Open government can better people’s lives by improving the quality of and access to public services, including health, education, and water and sanitation.
As of August 2019, 86 OGP members have made reform commitments related to public services. These commitments generally focus on transparency with the expectation that information disclosure will result in improved performance. OGP’s Global Report shows that this is rarely the case.
Instead, successful OGP commitments include both transparency and accountability components. For example, in Nigeria, civil society monitors whether young children are receiving food from school programs. In Mongolia, students, parents, and teachers serve as social accountability activists, improving school performance and healthcare in their communities.
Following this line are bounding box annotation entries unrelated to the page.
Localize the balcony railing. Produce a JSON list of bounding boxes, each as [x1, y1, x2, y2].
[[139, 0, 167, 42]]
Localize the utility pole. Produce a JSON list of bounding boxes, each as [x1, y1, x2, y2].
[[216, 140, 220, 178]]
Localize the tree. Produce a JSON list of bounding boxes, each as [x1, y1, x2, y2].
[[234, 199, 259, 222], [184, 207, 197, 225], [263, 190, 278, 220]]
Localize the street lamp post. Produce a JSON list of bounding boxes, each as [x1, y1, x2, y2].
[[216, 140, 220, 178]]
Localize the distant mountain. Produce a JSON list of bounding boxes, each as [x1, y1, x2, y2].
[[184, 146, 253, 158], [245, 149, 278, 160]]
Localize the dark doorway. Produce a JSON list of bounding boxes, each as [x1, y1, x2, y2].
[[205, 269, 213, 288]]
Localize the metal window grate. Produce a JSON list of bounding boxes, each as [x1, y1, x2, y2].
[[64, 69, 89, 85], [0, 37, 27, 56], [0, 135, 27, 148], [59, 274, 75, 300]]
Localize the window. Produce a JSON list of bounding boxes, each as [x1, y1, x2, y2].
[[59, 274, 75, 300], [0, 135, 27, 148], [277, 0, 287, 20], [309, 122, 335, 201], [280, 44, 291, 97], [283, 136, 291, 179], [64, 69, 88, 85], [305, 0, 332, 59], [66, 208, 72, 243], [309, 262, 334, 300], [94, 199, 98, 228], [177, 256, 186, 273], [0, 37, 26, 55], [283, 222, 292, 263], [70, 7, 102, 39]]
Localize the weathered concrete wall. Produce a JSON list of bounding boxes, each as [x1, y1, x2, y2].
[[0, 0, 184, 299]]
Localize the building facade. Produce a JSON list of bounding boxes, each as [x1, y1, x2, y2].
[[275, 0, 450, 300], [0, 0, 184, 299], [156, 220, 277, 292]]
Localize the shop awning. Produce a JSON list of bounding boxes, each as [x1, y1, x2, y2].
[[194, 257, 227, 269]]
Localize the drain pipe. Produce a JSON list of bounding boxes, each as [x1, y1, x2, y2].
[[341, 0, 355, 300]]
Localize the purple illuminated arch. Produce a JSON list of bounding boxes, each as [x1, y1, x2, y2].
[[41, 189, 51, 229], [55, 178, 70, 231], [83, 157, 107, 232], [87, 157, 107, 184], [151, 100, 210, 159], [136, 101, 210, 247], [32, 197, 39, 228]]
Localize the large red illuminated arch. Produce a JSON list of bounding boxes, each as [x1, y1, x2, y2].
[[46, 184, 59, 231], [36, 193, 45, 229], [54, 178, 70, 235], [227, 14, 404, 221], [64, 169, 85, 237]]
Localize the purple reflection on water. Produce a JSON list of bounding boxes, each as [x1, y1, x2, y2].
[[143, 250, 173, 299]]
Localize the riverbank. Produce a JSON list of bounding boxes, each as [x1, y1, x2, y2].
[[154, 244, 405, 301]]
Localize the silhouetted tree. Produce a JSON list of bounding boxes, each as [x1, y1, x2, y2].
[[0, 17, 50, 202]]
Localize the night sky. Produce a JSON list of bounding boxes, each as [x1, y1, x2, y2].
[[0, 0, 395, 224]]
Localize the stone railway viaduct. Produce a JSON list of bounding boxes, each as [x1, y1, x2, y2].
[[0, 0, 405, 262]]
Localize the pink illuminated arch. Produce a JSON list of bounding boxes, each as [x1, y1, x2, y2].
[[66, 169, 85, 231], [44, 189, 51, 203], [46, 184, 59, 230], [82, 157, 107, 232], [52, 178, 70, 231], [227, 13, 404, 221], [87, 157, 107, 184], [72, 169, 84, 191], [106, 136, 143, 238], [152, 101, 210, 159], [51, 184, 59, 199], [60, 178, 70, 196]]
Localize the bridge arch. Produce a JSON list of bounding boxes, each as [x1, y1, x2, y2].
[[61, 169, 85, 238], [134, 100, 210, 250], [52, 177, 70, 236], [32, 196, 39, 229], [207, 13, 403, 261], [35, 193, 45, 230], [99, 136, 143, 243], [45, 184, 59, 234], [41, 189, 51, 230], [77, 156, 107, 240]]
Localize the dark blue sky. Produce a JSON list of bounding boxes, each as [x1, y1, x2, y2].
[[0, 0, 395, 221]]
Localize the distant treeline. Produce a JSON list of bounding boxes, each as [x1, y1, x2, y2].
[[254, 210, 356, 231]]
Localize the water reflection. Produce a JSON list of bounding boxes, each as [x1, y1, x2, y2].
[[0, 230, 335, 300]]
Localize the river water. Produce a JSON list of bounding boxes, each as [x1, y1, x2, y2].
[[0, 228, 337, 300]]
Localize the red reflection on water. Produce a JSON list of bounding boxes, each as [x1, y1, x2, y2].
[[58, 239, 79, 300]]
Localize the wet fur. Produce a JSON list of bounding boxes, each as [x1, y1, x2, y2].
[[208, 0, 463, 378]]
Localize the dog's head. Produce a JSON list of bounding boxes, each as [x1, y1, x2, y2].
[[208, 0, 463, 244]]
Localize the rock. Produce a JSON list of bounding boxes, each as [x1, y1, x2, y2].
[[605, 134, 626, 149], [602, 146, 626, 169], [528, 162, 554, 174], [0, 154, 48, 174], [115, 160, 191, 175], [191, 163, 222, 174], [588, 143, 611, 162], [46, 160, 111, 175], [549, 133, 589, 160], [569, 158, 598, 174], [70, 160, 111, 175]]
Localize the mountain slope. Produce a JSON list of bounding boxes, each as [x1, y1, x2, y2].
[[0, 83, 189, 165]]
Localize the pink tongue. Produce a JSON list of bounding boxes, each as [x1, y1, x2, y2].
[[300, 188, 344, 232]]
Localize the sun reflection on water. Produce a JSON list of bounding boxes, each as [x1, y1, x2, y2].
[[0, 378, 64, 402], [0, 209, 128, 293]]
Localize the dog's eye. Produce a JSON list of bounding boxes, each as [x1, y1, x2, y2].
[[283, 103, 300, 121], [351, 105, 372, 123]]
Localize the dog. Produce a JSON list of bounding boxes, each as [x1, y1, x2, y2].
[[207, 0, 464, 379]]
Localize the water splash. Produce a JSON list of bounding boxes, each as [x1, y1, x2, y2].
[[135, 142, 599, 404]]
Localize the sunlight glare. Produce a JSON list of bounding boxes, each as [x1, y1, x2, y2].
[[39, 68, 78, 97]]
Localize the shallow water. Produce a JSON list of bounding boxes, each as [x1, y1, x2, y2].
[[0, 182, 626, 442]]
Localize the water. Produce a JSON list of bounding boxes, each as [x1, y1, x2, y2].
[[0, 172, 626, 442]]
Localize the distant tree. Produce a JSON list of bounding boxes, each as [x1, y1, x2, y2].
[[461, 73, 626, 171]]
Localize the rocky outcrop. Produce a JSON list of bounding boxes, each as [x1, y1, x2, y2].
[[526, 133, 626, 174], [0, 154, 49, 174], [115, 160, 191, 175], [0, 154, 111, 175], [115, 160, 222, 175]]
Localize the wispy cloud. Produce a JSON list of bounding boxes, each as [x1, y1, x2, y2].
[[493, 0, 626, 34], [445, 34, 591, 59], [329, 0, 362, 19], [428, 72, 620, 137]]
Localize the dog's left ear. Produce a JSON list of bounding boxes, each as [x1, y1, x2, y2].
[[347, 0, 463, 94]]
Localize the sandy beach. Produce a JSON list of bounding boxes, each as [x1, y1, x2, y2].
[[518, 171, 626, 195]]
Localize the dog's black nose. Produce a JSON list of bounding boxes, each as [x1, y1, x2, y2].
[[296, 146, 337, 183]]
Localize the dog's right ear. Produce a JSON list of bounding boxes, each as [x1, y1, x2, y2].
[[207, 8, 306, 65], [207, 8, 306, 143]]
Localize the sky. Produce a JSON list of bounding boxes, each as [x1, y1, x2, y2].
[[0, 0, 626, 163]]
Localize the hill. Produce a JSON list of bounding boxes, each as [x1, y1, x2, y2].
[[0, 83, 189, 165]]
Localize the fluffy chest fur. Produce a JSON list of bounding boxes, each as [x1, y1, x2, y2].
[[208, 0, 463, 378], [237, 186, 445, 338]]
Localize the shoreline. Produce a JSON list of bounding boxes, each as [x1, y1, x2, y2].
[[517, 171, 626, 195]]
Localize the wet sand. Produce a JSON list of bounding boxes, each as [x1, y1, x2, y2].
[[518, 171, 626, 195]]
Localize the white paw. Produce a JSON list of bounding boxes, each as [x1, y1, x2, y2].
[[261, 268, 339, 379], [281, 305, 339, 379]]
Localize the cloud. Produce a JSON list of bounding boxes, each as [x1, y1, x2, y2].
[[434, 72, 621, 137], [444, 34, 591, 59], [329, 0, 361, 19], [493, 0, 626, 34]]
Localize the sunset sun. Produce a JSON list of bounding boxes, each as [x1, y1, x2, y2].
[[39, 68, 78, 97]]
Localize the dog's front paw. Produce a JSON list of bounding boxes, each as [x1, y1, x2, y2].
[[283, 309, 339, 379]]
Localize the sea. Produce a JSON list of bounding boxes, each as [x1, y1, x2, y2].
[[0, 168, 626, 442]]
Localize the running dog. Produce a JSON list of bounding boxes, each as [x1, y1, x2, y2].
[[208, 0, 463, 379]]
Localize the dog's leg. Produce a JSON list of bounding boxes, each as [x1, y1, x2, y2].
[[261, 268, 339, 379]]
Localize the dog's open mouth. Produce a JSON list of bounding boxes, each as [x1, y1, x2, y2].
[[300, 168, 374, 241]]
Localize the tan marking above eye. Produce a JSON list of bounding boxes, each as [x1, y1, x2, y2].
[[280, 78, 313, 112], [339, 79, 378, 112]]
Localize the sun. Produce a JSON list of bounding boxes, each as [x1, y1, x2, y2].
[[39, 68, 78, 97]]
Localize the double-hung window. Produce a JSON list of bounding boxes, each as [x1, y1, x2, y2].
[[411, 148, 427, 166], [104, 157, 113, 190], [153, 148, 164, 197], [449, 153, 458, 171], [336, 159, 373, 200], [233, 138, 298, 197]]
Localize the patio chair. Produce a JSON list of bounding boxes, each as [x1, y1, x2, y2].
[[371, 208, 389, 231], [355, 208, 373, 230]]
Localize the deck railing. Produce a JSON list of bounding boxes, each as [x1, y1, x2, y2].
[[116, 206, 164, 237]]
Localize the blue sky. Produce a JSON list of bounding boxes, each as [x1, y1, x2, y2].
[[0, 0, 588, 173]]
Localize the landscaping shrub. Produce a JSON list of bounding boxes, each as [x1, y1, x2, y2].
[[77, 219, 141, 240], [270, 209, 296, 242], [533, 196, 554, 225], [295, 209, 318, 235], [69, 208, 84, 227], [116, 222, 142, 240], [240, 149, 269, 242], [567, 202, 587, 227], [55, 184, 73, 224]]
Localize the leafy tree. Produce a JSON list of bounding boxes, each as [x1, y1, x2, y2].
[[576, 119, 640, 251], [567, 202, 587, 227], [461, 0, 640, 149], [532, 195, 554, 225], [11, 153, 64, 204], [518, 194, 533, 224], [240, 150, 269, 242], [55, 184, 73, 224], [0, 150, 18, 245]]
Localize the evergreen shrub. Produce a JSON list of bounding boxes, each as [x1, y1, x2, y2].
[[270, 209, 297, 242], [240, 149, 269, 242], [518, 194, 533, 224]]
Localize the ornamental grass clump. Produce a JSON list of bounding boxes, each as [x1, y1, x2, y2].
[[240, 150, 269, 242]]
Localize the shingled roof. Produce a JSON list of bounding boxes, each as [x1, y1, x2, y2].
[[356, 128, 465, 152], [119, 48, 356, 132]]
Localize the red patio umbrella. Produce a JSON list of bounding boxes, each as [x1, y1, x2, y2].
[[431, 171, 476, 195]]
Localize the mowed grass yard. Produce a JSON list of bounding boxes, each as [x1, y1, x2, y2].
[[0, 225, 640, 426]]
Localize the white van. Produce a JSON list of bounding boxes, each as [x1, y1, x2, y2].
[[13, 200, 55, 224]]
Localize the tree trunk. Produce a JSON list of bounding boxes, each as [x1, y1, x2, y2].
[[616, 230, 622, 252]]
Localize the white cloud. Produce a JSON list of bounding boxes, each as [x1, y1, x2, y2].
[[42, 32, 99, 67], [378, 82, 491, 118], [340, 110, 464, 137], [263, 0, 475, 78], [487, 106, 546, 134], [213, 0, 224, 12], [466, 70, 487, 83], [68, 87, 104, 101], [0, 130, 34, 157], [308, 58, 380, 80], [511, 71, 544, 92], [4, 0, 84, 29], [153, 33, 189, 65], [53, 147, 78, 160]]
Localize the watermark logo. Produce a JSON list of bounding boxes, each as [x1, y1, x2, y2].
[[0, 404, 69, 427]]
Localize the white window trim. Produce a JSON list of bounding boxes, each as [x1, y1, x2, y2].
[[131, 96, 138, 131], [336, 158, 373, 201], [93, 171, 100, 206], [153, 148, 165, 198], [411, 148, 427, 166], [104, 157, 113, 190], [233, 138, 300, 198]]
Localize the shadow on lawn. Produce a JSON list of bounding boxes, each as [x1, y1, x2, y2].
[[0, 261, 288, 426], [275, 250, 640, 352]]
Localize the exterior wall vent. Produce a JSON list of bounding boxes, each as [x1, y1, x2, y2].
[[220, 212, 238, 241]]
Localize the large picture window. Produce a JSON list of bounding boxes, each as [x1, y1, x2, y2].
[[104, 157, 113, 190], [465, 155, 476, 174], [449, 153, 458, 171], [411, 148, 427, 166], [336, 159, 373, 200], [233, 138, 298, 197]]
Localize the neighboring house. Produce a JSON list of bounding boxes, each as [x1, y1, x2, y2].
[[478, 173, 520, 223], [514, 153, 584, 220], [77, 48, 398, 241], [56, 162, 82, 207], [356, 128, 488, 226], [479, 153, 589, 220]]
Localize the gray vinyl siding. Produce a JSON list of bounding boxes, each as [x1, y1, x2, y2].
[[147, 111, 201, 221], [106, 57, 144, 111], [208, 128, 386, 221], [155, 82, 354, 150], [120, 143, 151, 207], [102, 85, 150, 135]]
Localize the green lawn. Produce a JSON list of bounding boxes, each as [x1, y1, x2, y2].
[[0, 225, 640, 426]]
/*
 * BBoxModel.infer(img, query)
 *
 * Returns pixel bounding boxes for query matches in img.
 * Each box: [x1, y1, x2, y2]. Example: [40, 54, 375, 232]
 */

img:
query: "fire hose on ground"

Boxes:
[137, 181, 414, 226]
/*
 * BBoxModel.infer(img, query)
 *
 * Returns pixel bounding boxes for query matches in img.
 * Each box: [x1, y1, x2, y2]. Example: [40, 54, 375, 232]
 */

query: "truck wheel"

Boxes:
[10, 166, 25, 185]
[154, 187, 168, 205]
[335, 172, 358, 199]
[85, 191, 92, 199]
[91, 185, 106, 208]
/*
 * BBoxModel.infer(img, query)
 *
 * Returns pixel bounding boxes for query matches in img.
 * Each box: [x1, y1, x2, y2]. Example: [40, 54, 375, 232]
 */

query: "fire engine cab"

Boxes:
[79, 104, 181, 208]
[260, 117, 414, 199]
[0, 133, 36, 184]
Yet, less than a third of OGP public service commitments specifically mention accountability. Of those that do, nearly half do not describe the actual means of achieving accountability–whether through citizen participation in oversight, the courts, audits, or complaint mechanisms. OGP members can improve the performance of public service commitments by better clarifying who will be more accountable to whom and through which channels.
As an area of increasing priority, OGP supports the efforts of countries and increasingly, members of the OGP Local Program, to improve their public services by including vulnerable or historically excluded groups in the co-creation process. OGP also coordinates with partners to help OGP members develop commitments with meaningful impact on public service delivery, including through the Multi-Donor Trust Fund.
OGP can help address the accessibility and quality of water and sanitation services, including by fighting corruption, improving transparency, and directly engaging citizens in decision-making and monitoring processes.